Hot chili peppers: not only season foods they extend life and improve health
WASHINGTON.- Although hot chili peppers have not traditionally been part of the Dominican diet, their use in the country is increasing. And that’s a great thing: the diet regularly seasoned with hot peppers, also called chili peppers or chili peppers ( chili pepper is also written), reduces the risk of death from heart attack or stroke, according to a study conducted in Italy and published by the Journal of the American College of Cardiology (JACC).
“An interesting fact is that protection against the risk of disease was independent of the type of diet people follow,” said Marialaura Bonaccio, epidemiologist and lead author of the published study.
“In other words, a person can follow the healthy Mediterranean diet, or someone can eat less healthily, but for everyone, hot chili peppers have a protective effect,” he added.
Over the centuries peppers, in the great variety with which they are grown and eaten throughout the world, have gained fame for their alleged therapeutic qualities, attributed to the presence in all of them of a substance known as capsaicin.
The peppers are native to Mexico, hence they are known by their Nahuatl name “chili” (chile), and have been present in the human diet since about 7,500 years before Christ, being one of the oldest crops of the Americas.
Peppers, which can be cataloged from the sweetest, such as el morrón or piquillo, to the hottest, such as jalapeños, serranos, poblanos, tabasco, habaneros, and ghost peppers (Bhut jolokia) are a fundamental element in the main world cuisines, such as Mexican, Peruvian, Thai or Indian.
This variety of vegetables became part of the global trade since the fifteenth century and currently, world production exceeds 35 million tons of green peppers and 4 million tons of dried peppers.
In the study led by Bonaccio for the Department of Epidemiology and Prevention in Italy, researchers examined for 22 years 22,811 residents, with an average age of 35 years, from the Molise region, southeast of Rome and on Adriatic Sea coasts.
During that period there were a total of 1,236 deaths in the group
Comparing their dietary habits, the researchers observed that in people who regularly consume peppers, that is, at least four times or more per week, the risk of dying from a heart attack fell by 40%, and the reduction of the risk of death from a stroke was almost half of the rest of the people studied.

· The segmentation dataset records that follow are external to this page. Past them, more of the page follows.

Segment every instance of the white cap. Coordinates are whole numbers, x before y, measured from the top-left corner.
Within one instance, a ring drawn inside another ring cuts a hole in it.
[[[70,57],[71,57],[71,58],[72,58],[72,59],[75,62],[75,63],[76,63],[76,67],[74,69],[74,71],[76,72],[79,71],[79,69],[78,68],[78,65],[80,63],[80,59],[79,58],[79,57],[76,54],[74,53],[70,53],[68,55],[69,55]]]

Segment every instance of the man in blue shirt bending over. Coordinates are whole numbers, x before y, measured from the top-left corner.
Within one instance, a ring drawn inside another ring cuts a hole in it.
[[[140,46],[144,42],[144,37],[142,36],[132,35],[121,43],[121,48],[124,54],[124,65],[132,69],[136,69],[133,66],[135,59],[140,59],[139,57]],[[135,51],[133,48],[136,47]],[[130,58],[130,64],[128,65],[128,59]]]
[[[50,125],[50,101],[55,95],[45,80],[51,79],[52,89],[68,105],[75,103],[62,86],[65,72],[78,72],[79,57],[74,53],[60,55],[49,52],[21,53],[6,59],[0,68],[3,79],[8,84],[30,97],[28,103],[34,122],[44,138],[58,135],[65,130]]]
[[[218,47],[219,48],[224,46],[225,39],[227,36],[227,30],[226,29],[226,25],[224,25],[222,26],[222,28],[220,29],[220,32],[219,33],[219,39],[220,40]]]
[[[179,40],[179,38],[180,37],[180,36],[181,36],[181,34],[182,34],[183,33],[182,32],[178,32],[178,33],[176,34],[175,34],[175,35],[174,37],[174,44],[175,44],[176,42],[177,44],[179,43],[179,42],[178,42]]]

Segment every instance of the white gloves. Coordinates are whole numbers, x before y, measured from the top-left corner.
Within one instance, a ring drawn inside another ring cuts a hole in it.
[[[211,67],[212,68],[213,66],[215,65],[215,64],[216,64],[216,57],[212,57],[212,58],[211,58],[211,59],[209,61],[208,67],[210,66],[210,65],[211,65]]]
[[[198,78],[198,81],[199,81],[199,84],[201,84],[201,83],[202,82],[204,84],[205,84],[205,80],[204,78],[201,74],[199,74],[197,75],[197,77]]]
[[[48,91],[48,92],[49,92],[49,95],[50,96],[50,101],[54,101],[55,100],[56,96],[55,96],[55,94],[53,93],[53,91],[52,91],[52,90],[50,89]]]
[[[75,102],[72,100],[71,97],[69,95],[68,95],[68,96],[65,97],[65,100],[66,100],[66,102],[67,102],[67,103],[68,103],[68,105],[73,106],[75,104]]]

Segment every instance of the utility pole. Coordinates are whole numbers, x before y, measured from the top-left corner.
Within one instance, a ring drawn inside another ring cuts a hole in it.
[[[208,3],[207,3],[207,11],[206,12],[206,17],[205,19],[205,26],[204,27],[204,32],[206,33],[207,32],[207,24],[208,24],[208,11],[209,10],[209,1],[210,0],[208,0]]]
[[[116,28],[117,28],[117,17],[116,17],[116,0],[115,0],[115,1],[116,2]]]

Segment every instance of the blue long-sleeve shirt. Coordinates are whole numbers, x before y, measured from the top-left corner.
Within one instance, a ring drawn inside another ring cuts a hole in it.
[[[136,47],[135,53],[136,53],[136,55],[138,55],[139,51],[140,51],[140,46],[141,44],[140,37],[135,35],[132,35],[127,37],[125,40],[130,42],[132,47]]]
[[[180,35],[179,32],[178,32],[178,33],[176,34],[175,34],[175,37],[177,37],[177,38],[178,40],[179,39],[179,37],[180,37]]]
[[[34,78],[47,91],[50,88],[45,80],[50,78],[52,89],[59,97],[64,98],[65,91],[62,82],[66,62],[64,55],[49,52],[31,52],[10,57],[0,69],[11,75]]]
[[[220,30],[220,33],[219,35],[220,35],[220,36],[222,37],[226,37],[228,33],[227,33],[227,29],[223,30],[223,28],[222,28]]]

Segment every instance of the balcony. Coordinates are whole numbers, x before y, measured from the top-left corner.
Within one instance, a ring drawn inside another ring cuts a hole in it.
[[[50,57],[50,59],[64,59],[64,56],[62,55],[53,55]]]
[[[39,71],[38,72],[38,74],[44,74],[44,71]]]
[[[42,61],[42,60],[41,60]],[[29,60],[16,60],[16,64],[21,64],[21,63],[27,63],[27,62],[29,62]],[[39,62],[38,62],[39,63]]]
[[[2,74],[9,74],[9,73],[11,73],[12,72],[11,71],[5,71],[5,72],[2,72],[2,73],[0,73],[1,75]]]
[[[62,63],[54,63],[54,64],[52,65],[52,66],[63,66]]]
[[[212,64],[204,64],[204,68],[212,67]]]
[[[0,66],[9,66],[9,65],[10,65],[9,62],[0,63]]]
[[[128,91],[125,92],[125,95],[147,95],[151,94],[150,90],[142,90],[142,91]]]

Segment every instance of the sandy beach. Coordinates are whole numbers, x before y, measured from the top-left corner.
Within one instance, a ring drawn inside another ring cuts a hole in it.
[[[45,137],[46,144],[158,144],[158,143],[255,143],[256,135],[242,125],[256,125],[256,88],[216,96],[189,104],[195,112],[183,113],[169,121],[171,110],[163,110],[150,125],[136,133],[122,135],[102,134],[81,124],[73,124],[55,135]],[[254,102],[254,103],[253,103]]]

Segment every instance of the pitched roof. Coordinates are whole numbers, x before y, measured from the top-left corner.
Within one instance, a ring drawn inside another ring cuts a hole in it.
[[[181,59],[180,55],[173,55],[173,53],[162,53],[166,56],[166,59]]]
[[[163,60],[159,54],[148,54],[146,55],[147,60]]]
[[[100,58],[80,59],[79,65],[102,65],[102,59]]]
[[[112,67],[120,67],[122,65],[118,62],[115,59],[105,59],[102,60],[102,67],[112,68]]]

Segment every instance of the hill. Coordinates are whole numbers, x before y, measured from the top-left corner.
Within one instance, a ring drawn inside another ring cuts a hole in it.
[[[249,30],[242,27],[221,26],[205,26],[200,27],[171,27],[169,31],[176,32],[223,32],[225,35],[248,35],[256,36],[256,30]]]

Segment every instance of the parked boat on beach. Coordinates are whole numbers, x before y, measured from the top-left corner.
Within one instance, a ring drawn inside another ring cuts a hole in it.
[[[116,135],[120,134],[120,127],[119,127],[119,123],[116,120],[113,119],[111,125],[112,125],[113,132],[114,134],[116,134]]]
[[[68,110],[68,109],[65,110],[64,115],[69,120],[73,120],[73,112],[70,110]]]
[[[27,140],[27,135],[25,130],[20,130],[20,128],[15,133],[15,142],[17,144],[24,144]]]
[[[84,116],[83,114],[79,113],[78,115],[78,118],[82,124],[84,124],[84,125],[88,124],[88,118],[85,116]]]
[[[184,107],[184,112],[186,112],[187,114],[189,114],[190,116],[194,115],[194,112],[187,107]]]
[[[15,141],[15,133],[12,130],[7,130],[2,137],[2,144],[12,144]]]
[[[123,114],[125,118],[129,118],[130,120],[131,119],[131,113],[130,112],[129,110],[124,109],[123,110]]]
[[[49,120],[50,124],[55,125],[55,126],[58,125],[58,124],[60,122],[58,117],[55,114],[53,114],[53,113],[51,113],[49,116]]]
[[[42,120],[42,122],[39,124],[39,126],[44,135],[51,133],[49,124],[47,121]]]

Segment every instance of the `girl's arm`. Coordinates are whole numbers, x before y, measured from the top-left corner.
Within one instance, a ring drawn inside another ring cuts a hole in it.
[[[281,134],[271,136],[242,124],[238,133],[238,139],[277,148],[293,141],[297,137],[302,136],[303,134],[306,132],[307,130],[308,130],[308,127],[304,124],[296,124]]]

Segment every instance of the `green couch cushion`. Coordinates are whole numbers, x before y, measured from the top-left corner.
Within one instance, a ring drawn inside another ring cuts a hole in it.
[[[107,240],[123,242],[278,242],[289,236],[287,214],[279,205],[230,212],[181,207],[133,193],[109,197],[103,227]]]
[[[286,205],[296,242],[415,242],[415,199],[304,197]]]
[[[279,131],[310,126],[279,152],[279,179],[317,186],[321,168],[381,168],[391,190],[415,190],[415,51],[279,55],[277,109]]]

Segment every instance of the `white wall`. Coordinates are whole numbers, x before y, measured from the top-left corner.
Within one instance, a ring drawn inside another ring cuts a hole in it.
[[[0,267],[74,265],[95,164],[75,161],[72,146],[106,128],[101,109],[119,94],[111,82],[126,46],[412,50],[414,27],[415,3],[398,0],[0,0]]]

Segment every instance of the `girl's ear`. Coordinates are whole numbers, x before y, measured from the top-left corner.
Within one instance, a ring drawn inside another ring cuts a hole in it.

“Hot pepper is a fundamental component of our culinary culture,” said Licia Iacoviello, director of the Department of Epidemiology at the University of Varese. “Over the centuries all kinds of beneficial properties have been attributed to their consumption, mainly on the basis of anecdotes or traditions, when not magic,” he added.
But by applying scientific rigor on the basis of evidence, “as already observed in China and the United States, we know that the various plants of the capsicum species, although consumed differently throughout the world, can exert a protective action. for our health,” said Bonaccio.
The following is the abstract of the published study:
Background Chili pepper is a common part of a traditional Mediterranean diet. However, epidemiological data on the association between chili intake and mortality risk are scarce, with a lack of studies of Mediterranean populations.
Objectives This study sought to examine the association between the consumption of chili and the risk of death in a large sample of the Italian adult population in general and to account for the biological mediators of the association.
Methods The longitudinal analysis was performed in 22,811 men and women enrolled in the Moli-Sani Study cohort (2005 to 2010). Chili consumption was estimated using the EPIC Food Frequency Questionnaire (European Prospective Cancer Research) and was classified as none/rare consumption, up to 2 times/week,> 2 to ≤4 times/week, and> 4 times/week.
Results During a median follow-up of 8.2 years, a total of 1,236 deaths were determined. The multivariable risk (HR) ratios for all-cause mortality and cardiovascular disease (CVD) among participants in the regular intake (> 4 times / week) in relation to no / rare intake were 0.77 (confidence interval [CI] of 95%: 0.66 to 0.90) and 0.66 (95% CI: 0.50 to 0.86), respectively. Regular intake was also inversely associated with ischemic heart disease (HR: 0.56; 95% CI 0.35 to 0.87) and the risks of cerebrovascular death (HR: 0.39; 95% CI: 0, 20 to 0.75). The association of chili consumption with total mortality seems to be stronger in individuals free of hypertension (p for interaction = 0.021). Among the known biomarkers of CVD,
Conclusions In a large adult Mediterranean population, regular consumption of chili pepper is associated with a lower risk of total death and CVD, regardless of risk factors for CVD or compliance with a Mediterranean diet. Known biomarkers of CVD risk only marginally mediate the association of chili intake with mortality.